Mais l'histoire que j'ai eu la chance de vivre, portée par ces racines, et un décor de théâtre peint par Dieu en lieu de place de Picasso ou Matisse, était celle de personnalités qui ont bouleversé les paysages.
Ces gens, des milliers, ont fait que nous avions tous des lunettes roses, ou bleues, selon les jours.
Que serait donc la Goulette, Kherredine ou Tunis sans ces hommes et femmes dignes de Mangeclous pour certains, ou de Rabelais pour d'autres, et même des grands conquistadors à domicile: les Chalouma, l'arbitre, le fou de Tunis -peint cent fois par Maurice Bismouth - H'sen, Bagenda, Farouk, et tous ces marchands de tout pour faire grossir et rigoler . Et plus sérieusement, moins anecdotiques, ceux qu'on a aimé
si fort, avec leur verve, leur grognement et leur tendresse. Carlo z"l, Gilles dit "gioule", Denis z"l dit "pingouin", ou Guitou z"l. Avec ceux-là, il y avait le groupe de ceux que je cotoyais (il y avait d'autres équipes tout aussi extraordinaires): ces gens qui, s'ils étaient rentrés tous ensemble dans une pièce obscure l'auraient éclairée par leur énergie et leur puissance: Pierre et Laurent Bes, Bibal, Bernard Assous, Paulo Nataf, Baby, Patrick Sarfat, les Chiche, Guilou, Paulo Naccash, X-13 z"l, Patrick z"l et Claude Barouch du côté de Gammarth etc...Côté filles la liste était longue, à commencer par Ruthy, Jenn', Nina, Elsa, et beaucoup d'autres.
De l'autre côté du canal, des personnalités incroyables, qui auraient dû pour la plupart faire du cinéma à Hollywood: Bébert , Richard ou Max, Sydney Coplan, Richard Lellouche, les Berrebi, les Saal, les Krief (Guilou étant "tout terrain" je l'ai mis aussi à Kherredine) ..Mélanges subtils entre deFunès ou Bourvil, un peu de Lino Ventura, et une dose de poésie à l'huile d'olive, ou au poisson grillé version Bichi...
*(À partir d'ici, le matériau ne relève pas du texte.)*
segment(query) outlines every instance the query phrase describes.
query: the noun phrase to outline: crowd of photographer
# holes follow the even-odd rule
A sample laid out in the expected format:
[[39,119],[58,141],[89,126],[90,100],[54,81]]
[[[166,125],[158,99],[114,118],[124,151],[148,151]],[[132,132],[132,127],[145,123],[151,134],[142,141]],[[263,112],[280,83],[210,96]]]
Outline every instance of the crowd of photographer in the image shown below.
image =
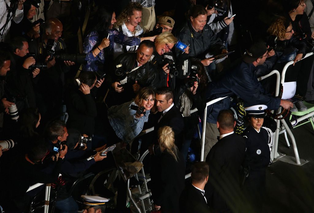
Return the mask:
[[[75,1],[0,0],[0,179],[7,183],[0,192],[0,206],[6,212],[23,212],[36,193],[26,193],[29,186],[51,183],[57,195],[56,210],[77,212],[80,207],[69,187],[84,174],[96,175],[117,164],[114,155],[104,150],[119,143],[132,154],[149,150],[151,162],[144,164],[152,175],[157,210],[236,211],[242,203],[231,206],[225,192],[214,186],[226,188],[225,180],[213,182],[211,175],[214,179],[219,175],[211,170],[215,167],[232,179],[230,188],[239,192],[241,183],[234,176],[246,159],[246,141],[232,136],[239,143],[232,148],[217,143],[217,137],[221,141],[227,135],[242,134],[245,107],[307,110],[302,101],[294,105],[273,97],[272,80],[261,83],[257,77],[291,60],[297,67],[313,51],[310,26],[314,22],[309,21],[314,20],[313,10],[305,9],[308,4],[314,6],[309,1],[282,0],[268,23],[268,35],[265,31],[261,40],[253,41],[241,58],[232,60],[234,51],[230,51],[237,41],[232,1],[179,1],[171,15],[156,17],[154,11],[144,13],[154,10],[154,1],[116,1],[113,3],[95,1],[95,14],[81,44],[84,53],[78,54],[72,40],[77,39],[73,35],[79,29],[82,2],[72,8]],[[314,103],[314,97],[306,96],[314,94],[308,82],[312,72],[300,69],[288,73],[286,79],[296,81],[297,92]],[[207,102],[229,95],[234,98],[210,105],[207,117],[203,117]],[[225,110],[232,105],[238,107],[238,114],[241,109],[244,112],[236,124]],[[196,108],[198,111],[191,111]],[[257,119],[249,117],[252,123]],[[258,122],[263,118],[257,118]],[[206,122],[204,158],[208,154],[209,172],[207,164],[193,166],[194,188],[183,191],[186,161],[201,122]],[[261,126],[257,130],[252,126],[259,132]],[[142,130],[152,127],[152,132],[139,139]],[[222,151],[231,157],[218,156]],[[227,166],[222,162],[228,161],[232,163]],[[58,177],[59,173],[62,175]],[[262,190],[264,179],[258,185]],[[250,180],[252,187],[255,180]],[[122,178],[118,182],[116,212],[130,212],[125,207],[126,184]],[[187,190],[201,192],[202,200],[193,200],[184,210],[182,200],[189,196]],[[111,194],[102,192],[104,196]],[[260,210],[263,198],[258,203],[253,201],[253,208]]]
En revoyant a posteriori la "picture" -comme on dit aujourd'hui- il ne fait aucun doute que sans cette équipe d'agités du bocal, et pourtant souvent super brillants, la vie aurait été aussi paisible qu'en Corse; sans saveur et même sans les bombes.
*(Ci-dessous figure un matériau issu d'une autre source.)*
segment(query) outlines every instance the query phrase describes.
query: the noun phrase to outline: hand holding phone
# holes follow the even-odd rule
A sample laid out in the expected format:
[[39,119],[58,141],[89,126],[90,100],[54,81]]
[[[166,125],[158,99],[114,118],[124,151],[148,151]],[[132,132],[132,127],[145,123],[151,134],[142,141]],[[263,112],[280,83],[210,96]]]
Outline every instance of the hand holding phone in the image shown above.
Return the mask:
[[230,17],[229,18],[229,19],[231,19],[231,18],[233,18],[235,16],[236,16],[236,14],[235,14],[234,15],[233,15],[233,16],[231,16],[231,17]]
La mer, elle est partout dans le monde. Elle est belle pour tout le monde. Les fleurs, je connais des roses dont la beauté justifie qu'on se soit emmerdé à apprendre Ronsard. Encore plus majestueuses que ces petits bouts blancs appelés Jasmin ou Fehl. Et leur odeur fut celle des Rois, bien avant que certains hommes de commerces , sûrement tunisiens, n'amènent les essences de notre décoration d'oreille dans des flacons Nina Ricci ou autres parfums ... Tout ça c'est du carton pâte . Si vous aimez votre époux ou votre mari juste parce qu'il ou elle vient de Tunis, l'affaire est lourde!
Je ne remercierai donc jamais assez le ciel et mes parents de m'avoir permis de naître là où il y avait tant de richesses humaines . Depuis le poker, jusqu'au déconnage, en passant par les excès en tous genre...
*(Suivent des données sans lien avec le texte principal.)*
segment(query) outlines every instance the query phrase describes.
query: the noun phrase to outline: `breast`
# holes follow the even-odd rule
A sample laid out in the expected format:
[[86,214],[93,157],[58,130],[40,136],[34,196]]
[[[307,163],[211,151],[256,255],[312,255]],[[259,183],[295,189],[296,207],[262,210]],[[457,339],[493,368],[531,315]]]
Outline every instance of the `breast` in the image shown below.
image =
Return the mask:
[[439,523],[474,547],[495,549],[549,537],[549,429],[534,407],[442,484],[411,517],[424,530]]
Et pour finir, de nous avoir inscrit dans une histoire au milieu des plus grands profs de médecine de la planète,
de penseurs brillants, entre Albert Memmi et Claude Hagège, d'artistes extraordinaires (Moses Levy ou Lellouche selon moi; et Roubtzoff et Farhat en dehors des juifs) , mais surtout d'hommes avec des personnalités hors du commun, quelle que soient leur notoriété.
Tunis , ce n'est pas Tunis, c'est mes amis... Désolé de vous décevoir.